Algo le llevó a coger otra hoja. A esta le faltaba la esquina inferior derecha. Debajo de la misma foto, la que ya empezaba a aborrecer, una crónica firmada por un tal Darío Durán hablaba del hallazgo de un cuerpo en avanzado estado de descomposición, escondido entre unos setos, al pie de una carretera, a pocos kilómetros de la casa en que, en ese momento, Ángela sentía derrumbarse todo su mundo. Según indicaba la noticia, había “indicios suficientes para pensar que el cuerpo pudiese pertenecer a Ángela Díaz, desaparecida hacía más de un año”.
Para algo así no estaba preparada. Nadie puede estarlo. Renunció a tratar de encontrar una explicación. Su mente fue ya un torbellino de emociones. Miedo. Negación. Ira. Dolor. Ni se planteó la posibilidad de que todo fuese un error.
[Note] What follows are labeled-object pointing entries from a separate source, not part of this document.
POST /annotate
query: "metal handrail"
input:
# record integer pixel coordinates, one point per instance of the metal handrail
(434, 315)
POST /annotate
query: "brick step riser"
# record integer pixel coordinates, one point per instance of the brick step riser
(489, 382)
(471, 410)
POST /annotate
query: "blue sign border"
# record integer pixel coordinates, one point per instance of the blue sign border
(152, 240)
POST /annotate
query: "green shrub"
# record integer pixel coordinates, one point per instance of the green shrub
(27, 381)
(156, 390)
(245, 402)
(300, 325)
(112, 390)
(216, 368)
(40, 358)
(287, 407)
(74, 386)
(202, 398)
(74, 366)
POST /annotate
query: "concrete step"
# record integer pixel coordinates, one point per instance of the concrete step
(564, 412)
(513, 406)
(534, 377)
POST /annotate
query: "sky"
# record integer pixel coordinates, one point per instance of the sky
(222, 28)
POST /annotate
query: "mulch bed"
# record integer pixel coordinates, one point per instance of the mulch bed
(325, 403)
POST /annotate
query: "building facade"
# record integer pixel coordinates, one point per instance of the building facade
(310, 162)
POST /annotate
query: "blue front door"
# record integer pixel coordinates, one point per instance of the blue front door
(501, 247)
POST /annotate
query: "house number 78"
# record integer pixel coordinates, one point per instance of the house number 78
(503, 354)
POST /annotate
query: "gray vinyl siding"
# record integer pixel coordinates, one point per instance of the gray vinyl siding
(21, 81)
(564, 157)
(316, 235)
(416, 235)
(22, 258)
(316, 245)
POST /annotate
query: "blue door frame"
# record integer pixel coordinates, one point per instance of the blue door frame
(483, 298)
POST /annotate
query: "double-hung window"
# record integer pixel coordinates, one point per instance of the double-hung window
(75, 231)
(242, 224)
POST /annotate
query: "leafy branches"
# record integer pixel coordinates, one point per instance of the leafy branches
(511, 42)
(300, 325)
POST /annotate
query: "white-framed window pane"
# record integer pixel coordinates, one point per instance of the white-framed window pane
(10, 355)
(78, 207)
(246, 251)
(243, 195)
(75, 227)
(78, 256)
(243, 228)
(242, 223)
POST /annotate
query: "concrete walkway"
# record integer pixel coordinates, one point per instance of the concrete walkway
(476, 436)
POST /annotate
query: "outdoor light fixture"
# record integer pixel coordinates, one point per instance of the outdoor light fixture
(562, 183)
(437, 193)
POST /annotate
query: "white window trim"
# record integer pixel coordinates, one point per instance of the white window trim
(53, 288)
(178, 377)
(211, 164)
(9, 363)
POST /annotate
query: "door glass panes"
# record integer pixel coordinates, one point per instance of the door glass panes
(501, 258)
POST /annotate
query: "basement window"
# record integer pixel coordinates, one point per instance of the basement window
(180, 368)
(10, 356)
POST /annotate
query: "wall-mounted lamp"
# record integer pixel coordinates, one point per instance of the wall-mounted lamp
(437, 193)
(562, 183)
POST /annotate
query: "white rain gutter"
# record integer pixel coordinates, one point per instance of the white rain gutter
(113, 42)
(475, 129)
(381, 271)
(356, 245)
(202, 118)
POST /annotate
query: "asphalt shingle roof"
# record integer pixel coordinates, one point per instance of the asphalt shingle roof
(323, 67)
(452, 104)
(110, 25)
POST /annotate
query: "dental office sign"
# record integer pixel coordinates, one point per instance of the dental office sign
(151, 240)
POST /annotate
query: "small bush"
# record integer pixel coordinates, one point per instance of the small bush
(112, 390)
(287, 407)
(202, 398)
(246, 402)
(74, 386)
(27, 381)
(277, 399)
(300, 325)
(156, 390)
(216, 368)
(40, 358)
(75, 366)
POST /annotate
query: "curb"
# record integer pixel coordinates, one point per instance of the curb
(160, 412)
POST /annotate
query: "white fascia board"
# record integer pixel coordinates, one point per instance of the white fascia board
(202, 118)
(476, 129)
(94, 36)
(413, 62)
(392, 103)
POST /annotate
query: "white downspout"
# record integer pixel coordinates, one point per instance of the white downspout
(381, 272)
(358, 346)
O una broma.
La luz, que provenía de una bombilla sucia, enrollada en un casquillo que colgaba del techo, comenzó a titilar. En los momentos de oscuridad, ésta era total, por lo que el movimiento se veía fragmentado, como los dibujos que se hacen en las esquinas sucesivas de una libreta, para darles una vida efímera.
La última página, en la que desembocaba la macabra espiral, la que marcaba el centro de la habitación, aguardaba. Parecía mirarla y desafiarla, retarla a desgranar su contenido de palabras sin explicación.
Ángela se sentó en el suelo. Tomó el pedazo de papel y lo dejó descansar en su regazo. Haciendo acopio de toda su fuerza de voluntad empezó a leerla.
“... la autopsia confirmó que el cadáver encontrado en las afueras es el de Ángela Díaz, de cuarenta y cinco años en el momento de su desaparición. Concluye así una larga búsqueda policial, centrándose ahora la brigada asignada al caso en averiguar el móvil y autoría de la muerte de la mujer, la cual, por lo que ha trascendido, no se ha debido a causas naturales…”.

No lloró. No gritó. En vez de ello, una risa histérica y demente surgió de lo más profundo de su estómago, para rasgar el silencio. Se levantó, sujetando aún la hoja de periódico.

Fue al salón. Los muebles habían desaparecido, a excepción del sofá, en el que tantas noches ella y Martín habían compartido confidencias. Se sentó con la mirada perdida. Así permaneció largos minutos, tan llenos de vacío. Y fue entonces cuando lo vio. A cada lado de donde estaba sentada, una oscura mancha de color óxido decoraba los cojines, que una vez habían sido blancos y ahora estaban sucios. La sangre había caído por el respaldo del sofá, empezando donde habían estado las cabezas de sus hijas. Entonces se levantó, sólo para contemplar una mancha similar en el cojín en el que había estado sentada. Y se acordó de la primera novela de Martín. Se había llamado “Un disparo certero”. Y recordó la gráfica descripción que su marido había hecho del efecto de un disparo en una cabeza humana a medio metro de distancia. Y recordó cómo su marido le había confesado como había sobornado a un empleado del cementerio para que le dejase disparar en la cabeza a un mendigo sin identificar, que había muerto de frío, para comprobar lo que una bala hacía en un cráneo. Y recordó la pistola que había comprado. Y recordó.